3.1 - Les différents concepts de sécurité alimentaire et leurs objectifs
3.2 - Les implications des choix de concepts pour les interventions de sécurité alimentaire

3.1 - Les différents concepts de sécurité alimentaire et leurs objectifs

Le concept de sécurité alimentaire est loin d’être unique et universel. Il a fortement évolué depuis son apparition dans les années 70. Plus de trente définitions ont pu être repérées entre 1975 et 1991 (MAXWELL et FRANKENBERGER, 1995), ce qui montre la diversité des approches. Il a évolué semble-t-il de considérations très économiques et quantitatives vers des considérations plus humanistes et plus qualitatives.

Encadré 1

Quelques définitions de la sécurité alimentaire

  • Capacité de tout temps d’approvisionner le monde en produits de base, pour soutenir une croissance de la consommation alimentaire, tout en maîtrisant les fluctuations et les prix (ONU, 1975).
  • Capacité d’atteindre des niveaux souhaités de consommation sur une base annuelle (SIAMWALLA et VALDES, 1980).
  • Une certaine capacité de financer des besoins d’importations pour satisfaire les consommations souhaitées (VALDES et KONANDREAS, 1981).
  • La sécurité alimentaire consiste à assurer à toute personne et à tout moment un accès physique et économique aux denrées alimentaires dont elle a besoin (FAO, 1983).
  • L’accès pour tous et en tout temps à une alimentation suffisante pour une vie active et en bonne santé (REUTLINGER, 1985; BANQUE MONDIALE, 1986).
  • Un pays et un peuple sont en situation de sécurité alimentaire quand le système alimentaire fonctionne de telle sorte qu’il n’y a aucune crainte de ne pas posséder une alimentation suffisante (MAXWELL, 1987).
  • La sécurité alimentaire correspond à la capacité pour toute personne de posséder à tout moment un accès physique et économique aux besoins alimentaires de base. Une stratégie nationale de sécurité alimentaire ne peut être envisagée sans assurer la sécurité alimentaire au niveau du foyer familial (PAM, 1989).
  • La capacité d’assurer que le système alimentaire fournit à toute la population un approvisionnement alimentaire nutritionnellement adéquat sur le long terme (STAATZ, 1990).
  • La sécurité alimentaire est assurée lorsque la viabilité du ménage, défini en tant qu’unité de production et de reproduction, n’est pas menacée par un déficit alimentaire (FRANKENBERGER, 1991).


Les différentes définitions (Voir encadré 1) mettent en évidence quatre types d’évolutions:

Au cours de ces dernières années, la plupart des définitions ont convergé vers un certain nombre de mots-clés: satisfaction, accès, risque, durabilité.

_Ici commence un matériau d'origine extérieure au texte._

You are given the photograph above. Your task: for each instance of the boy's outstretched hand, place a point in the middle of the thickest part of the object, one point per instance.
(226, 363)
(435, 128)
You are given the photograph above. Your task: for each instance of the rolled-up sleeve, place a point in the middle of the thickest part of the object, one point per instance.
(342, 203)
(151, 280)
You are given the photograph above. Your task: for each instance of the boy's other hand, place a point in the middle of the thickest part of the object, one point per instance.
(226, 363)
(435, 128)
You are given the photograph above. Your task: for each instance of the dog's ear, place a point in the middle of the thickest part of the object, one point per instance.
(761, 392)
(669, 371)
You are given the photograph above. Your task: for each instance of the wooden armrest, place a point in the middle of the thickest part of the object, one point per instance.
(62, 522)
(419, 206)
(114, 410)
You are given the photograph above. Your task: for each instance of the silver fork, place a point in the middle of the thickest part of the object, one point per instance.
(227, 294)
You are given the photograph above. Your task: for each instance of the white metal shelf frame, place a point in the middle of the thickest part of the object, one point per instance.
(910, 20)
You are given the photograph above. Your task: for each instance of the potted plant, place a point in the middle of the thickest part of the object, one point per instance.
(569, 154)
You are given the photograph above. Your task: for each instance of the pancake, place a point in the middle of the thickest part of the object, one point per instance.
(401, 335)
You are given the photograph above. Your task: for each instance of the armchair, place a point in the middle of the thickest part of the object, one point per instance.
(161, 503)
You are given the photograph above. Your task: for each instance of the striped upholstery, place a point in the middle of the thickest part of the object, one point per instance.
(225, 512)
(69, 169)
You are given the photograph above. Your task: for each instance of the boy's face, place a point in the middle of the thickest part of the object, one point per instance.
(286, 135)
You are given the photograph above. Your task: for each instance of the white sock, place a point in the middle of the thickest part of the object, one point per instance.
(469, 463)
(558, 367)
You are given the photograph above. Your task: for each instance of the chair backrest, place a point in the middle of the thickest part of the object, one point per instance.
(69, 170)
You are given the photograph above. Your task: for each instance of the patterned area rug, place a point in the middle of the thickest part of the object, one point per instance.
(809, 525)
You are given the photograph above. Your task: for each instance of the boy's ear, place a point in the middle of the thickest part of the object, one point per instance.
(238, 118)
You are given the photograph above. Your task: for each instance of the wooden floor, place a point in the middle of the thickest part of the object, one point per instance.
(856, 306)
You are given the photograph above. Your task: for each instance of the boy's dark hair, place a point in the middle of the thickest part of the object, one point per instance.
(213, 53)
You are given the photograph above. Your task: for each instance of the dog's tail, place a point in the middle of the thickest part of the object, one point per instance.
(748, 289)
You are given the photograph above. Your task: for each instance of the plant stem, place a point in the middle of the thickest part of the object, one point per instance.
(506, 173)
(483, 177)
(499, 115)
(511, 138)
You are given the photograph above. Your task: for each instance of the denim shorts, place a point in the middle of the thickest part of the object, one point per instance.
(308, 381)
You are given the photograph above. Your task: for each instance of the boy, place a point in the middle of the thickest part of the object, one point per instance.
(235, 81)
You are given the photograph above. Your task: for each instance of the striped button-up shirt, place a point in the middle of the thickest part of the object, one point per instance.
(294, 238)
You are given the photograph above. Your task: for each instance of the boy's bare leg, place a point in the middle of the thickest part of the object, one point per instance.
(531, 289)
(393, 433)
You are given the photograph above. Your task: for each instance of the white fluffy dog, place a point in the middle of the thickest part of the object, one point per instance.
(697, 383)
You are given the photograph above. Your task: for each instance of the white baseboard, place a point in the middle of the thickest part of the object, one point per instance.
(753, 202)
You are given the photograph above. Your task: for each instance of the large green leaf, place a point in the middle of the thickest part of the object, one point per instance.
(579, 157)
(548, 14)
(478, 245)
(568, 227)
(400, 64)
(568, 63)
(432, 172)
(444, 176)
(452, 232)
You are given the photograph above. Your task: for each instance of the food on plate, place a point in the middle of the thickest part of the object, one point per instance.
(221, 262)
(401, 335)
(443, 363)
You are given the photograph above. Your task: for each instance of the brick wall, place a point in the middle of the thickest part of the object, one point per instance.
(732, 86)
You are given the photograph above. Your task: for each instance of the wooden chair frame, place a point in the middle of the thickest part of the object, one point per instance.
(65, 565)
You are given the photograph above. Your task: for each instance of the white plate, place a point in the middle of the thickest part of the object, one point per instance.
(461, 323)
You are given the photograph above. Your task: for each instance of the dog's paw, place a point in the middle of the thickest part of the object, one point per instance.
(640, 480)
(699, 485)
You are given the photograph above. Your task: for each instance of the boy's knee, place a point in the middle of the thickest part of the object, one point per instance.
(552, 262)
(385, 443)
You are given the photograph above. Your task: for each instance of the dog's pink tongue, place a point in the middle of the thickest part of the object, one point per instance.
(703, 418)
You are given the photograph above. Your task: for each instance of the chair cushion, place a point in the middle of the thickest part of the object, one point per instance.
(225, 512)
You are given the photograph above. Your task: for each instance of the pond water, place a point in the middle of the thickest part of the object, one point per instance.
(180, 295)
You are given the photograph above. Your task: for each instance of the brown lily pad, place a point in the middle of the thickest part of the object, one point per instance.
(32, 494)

La satisfaction doit être quantitative et qualitative. Le concept d’alimentation suffisante peut être défini par un nombre de calories, par les besoins nécessaires à la survie ou pour mener une vie active et en bonne santé, par une mesure des conséquences de la sous-alimentation (adaptations génétiques, physiologiques, comportementales), par rapport à une estimation des besoins du foyer ou de l’individu. La satisfaction qualitative suppose un équilibre nutritionnel de la ration alimentaire (protéines, lipides, glucides), mais aussi un apport suffisant en micro-nutriments. Par ailleurs, les aliments doivent répondre à des qualités sanitaires et hygiéniques satisfaisantes. Il y a donc ambiguïté sur le niveau optimal de satisfaction.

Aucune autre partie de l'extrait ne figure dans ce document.